NNPC collaborates with the Dangote refinery and stops importing fuel.

The Nigerian National Petroleum Company Limited, or NNPC, declared on Monday that it had finally stopped the long-standing practice of heavily importing petroleum products after years of doing so.

This follows an earlier announcement by IPMAN, the Independent Petroleum Marketers Association of Nigeria, that it would buy goods directly from the $20 billion Dangote facility.

This statement was made in Lagos by NNPC Group Chief Executive Officer Mele Kyari, who gave the keynote speech at the 42nd annual international conference and exhibition of the Nigerian Association of Petroleum Explorationists, or NAPE.

As a proud co-owner of the Dangote Refinery, Kyari highlighted NNPC’s role in navigating the obstacles of a contracting crude oil market. The firm acknowledged the $20 billion refinery as a significant market for at least 300,000 barrels per day of its production.

People have options, and oil may be discovered in a lot of unexpected places worldwide. Consequently, we recognised a chance to supply not only Dangote but all refineries in the nation.

Therefore, it’s a wise business choice. As a result, we were aware from the beginning that providing crude oil to domestic refineries would benefit us.

Therefore, persuasion is not necessary. We don’t require communication from others. We don’t need the streets to put any pressure on us to achieve this. Kyari said, “We are already doing this.”

In keeping with the company’s pledge to promote local processing of all crude produced in Nigeria, he also disclosed that NNPC had stopped importing refined petroleum products.

“Therefore, I firmly believe that we must process all of the crude that we produce in the country up to the optimum level,” Kyari said. And we’ll use every effort to ensure that this gets domesticated. Additionally, NNPC does not import any goods at this time. We are using the domestic refinery exclusively.

He said that because all feedstock supplies are sourced from the domestic market, the company is working with the federal government to address pricing difficulties.

Kyari also emphasised the consequences of the pressure on Nigerian oil producers to provide crude in naira and to local refineries.

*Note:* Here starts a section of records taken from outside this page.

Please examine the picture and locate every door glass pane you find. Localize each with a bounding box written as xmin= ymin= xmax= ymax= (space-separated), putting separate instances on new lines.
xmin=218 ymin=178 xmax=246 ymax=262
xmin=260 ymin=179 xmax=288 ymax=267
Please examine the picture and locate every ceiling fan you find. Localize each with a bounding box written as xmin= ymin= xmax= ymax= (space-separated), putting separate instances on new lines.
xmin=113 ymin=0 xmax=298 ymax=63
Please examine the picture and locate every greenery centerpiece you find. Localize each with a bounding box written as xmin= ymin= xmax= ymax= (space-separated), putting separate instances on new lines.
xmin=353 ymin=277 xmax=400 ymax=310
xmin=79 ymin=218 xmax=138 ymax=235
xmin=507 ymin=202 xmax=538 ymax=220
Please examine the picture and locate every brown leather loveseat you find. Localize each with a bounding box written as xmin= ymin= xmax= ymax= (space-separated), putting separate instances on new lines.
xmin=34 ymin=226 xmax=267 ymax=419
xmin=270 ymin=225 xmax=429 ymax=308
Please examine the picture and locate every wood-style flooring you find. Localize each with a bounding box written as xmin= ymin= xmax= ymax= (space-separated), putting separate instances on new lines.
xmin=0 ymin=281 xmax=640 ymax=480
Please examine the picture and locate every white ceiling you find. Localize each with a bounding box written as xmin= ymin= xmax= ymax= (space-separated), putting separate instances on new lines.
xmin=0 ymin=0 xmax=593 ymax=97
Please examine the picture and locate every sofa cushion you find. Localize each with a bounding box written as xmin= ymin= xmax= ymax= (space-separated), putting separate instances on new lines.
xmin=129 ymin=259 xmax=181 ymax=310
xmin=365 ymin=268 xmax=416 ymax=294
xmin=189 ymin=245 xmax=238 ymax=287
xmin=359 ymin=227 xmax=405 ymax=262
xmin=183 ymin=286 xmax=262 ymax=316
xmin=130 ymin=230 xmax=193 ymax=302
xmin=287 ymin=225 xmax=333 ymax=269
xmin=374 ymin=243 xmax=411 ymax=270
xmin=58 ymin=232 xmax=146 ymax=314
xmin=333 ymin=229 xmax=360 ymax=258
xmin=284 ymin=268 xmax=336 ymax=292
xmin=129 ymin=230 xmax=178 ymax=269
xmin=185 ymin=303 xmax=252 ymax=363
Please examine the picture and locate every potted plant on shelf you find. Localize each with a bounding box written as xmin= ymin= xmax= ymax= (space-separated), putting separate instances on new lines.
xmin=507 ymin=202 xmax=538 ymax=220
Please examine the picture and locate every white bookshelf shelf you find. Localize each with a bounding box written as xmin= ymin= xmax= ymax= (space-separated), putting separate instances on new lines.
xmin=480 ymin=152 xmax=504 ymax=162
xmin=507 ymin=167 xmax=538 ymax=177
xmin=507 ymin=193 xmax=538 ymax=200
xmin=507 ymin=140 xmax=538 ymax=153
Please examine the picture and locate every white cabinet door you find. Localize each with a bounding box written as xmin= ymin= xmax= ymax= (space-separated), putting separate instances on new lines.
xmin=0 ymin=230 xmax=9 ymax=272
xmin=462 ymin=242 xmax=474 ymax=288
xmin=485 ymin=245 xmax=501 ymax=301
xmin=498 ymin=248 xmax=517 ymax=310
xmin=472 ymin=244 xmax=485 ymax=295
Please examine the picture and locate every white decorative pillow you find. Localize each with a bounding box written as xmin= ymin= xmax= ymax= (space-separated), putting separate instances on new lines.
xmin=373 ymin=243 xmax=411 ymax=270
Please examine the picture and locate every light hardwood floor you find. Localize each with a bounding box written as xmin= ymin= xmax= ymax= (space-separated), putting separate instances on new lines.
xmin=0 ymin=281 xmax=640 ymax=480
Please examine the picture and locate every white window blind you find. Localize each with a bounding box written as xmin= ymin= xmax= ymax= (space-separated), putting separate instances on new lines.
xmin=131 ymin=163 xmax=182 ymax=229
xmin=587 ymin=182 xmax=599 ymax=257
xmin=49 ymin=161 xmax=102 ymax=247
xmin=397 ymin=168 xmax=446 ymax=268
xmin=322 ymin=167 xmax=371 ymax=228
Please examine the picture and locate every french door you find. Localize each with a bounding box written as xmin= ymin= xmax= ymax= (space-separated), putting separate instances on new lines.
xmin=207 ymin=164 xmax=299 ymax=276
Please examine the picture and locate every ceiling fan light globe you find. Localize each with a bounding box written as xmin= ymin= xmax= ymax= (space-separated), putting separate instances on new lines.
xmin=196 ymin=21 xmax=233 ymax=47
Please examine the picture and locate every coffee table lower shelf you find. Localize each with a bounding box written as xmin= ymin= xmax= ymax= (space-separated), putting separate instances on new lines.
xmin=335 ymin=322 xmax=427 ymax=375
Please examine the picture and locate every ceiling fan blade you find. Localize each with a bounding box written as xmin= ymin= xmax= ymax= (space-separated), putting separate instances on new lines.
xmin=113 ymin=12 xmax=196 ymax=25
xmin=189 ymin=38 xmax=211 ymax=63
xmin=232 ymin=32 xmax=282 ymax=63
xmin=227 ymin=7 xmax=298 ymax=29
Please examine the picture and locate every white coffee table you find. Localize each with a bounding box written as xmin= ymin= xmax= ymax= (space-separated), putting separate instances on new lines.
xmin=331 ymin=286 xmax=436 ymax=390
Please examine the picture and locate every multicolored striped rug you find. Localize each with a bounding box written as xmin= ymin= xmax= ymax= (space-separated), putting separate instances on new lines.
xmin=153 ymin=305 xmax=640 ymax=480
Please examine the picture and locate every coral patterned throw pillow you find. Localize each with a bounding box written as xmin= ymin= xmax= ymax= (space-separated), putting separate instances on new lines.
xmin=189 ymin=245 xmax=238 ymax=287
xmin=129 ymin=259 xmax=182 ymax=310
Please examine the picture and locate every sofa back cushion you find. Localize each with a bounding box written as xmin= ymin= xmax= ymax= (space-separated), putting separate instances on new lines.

Nigerian crude is a premium variety that fetches a premium price, he said.

He clarified that refiners purchase Nigerian oil to mix with their heavier crudes for processing on the international market.

He went on to say that because Nigerian oil is so expensive and premium, very few refineries are prepared to process it directly.

Additionally, Kyari referred to rumours that the NNPC is unwilling to sell crude to domestic refineries in naira as sabotage and rejected them.

He emphasised that whenever they resume production, the other oil producers must send crude to the four NNPC refineries, reminding them that they are also subject to the domestic crude oil requirement.

Selling crude to local refineries in naira, Kyari explained, does not mean that the product’s value is diminished; rather, it merely closes the foreign exchange deficit, strengthening the local currency and bolstering the nation’s economy.

He also disclosed that NNPC has successfully paid off $2.4 billion in outstanding cash-call debt to International Oil Companies that operate in Nigeria.

He affirmed that the business is now debt-free, emphasising that this noteworthy accomplishment was made possible by the total elimination of all subsidies.